Saturday, September 16, 2006

Pope and the defence of reason (September 17, 2006)

By Swapan Dasgupta

At the height of the war in Lebanon two months ago, an assortment of Arabs, British Muslims, radical socialists and bleeding heart liberals marched through the streets of London with placards proclaiming “We are all Hezbollah.” Since Pope Benedict XVI delivered his scholarly but contentious lecture in Regensburg last Wednesday, an equally unlikely assortment of individuals bound by a common distaste for Islamist terrorism have been whispering the counter-proclamation: “We are all Papists now.”

Before rushing to take rival positions in the trench warfare of civilisations, it is prudent to remember that the contemporary Islamist assault on the “decadent” West, epitomised by “American imperialism”, has long enjoyed the backing of influential Muslim theologians. This is perhaps the first time that the philosophical gulf between Islam and western civilisation has been delineated by someone who wields authority in the Christian world.

Pope Benedict, unlike many of his colleagues in Rome, has not succumbed to either the pretensions of Christian universalism or the mumbo jumbo of inter-faith dialogue. He has rightly viewed both Christianity and the Catholic Church as load-bearing pillars of Western civilisation. He has disavowed the growing secularisation of national cultures and, by implication, called into question the moral relativism which accompanies the practice of multiculturalism in the EU.

In an article “If Europe Hates Itself” written when he was still Cardinal Ratzinger, the Pope despaired about Europe’s growing inability to distinguish good from evil: “The West reveals … a hatred of itself, which is strange and can only be considered pathological; the West … no longer loves itself; in its own history, it now sees only what is deplorable and destructive, while it is no longer able to perceive what is great and pure.” In November 2004, he despaired that secular ideology which is “imposed through politics… does not give public space to the Catholic or Christian vision (and) runs the risk of becoming something purely private and thus disfigured.”

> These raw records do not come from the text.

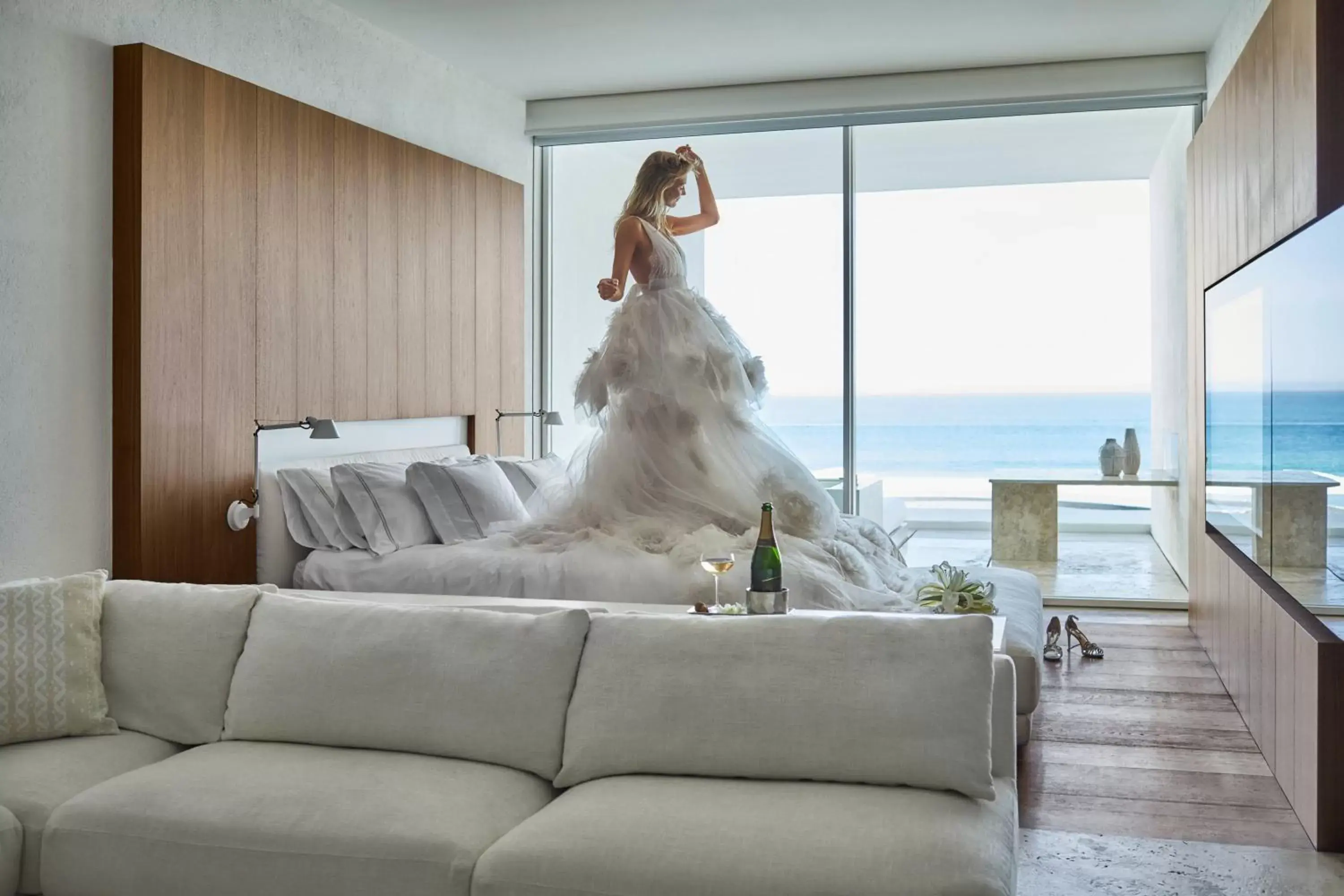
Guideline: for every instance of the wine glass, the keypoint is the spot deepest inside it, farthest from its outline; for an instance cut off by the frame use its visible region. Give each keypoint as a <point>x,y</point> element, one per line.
<point>717,564</point>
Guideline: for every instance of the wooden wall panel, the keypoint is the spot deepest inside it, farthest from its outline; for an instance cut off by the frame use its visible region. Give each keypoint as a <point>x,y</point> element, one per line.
<point>383,189</point>
<point>277,257</point>
<point>1262,62</point>
<point>513,326</point>
<point>1307,724</point>
<point>351,271</point>
<point>172,474</point>
<point>1303,15</point>
<point>1265,163</point>
<point>488,296</point>
<point>127,444</point>
<point>1265,737</point>
<point>464,288</point>
<point>275,263</point>
<point>439,287</point>
<point>229,312</point>
<point>410,281</point>
<point>316,242</point>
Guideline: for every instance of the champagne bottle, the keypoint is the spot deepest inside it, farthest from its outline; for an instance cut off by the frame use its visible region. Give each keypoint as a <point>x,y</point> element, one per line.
<point>767,566</point>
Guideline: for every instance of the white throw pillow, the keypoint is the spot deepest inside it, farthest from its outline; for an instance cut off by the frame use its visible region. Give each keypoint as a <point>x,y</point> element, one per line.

The Regensburg lecture amounted to a Christian critique of the violence that is inherent in political Islam. However, rather than fall back on the politically expedient and customary detachment of Islamism from Islam, the Pope chose to distinguish between Christianity’s reason-based European underpinnings and Islam’s faith-based traditions centred also on literal acceptance of its texts. By implication, his lecture was also an attack on some of the more aggressively evangelical churches found in the US and would have been treated as such if the references to the Byzantine experience had been omitted. In arguing that violence was at odds with reason, the Pope was also tacitly repudiating some of Christianity’s bloody inheritance, but this aspect of his lecture has been overshadowed by the furore over Islamic certitudes.

What the Pope argued last week is not strikingly original. Many of the contemporary critiques of Islam have dwelt at length on the fact that the apparent finality of the Quran has made it difficult for Islam to experience a Reformation. What is also undeniable is that whereas the claims of Islam to be a religion of peace have been unceasingly made, almost all the Islamists have justified their terrorism in terms of religious obligation. Heinous crimes have been committed and justified in the name of religion. Concern has also been voiced that the tenets of brotherhood in Islam do not always extend to non-believers, making them incompatible with multi-religious existence.

These are issue which warrant dispassionate debate and dialogue. The Pope may have been injudicious in citing a 14th century assessment by a Byzantine emperor but the questions he has raised are relevant both in theological and political terms. What is alarming is the fierce reaction to his lecture. They suggest that any debate on Islam based on critical scrutiny is bound to be accompanied by threats and intimidation. Far from encouraging sympathetic understanding of Muslim societies, this climate of intolerance is certain to fuel Islamophobia.

Political correctness necessitates debunking the clash of civilisations but realities on the ground are beginning to suggest otherwise.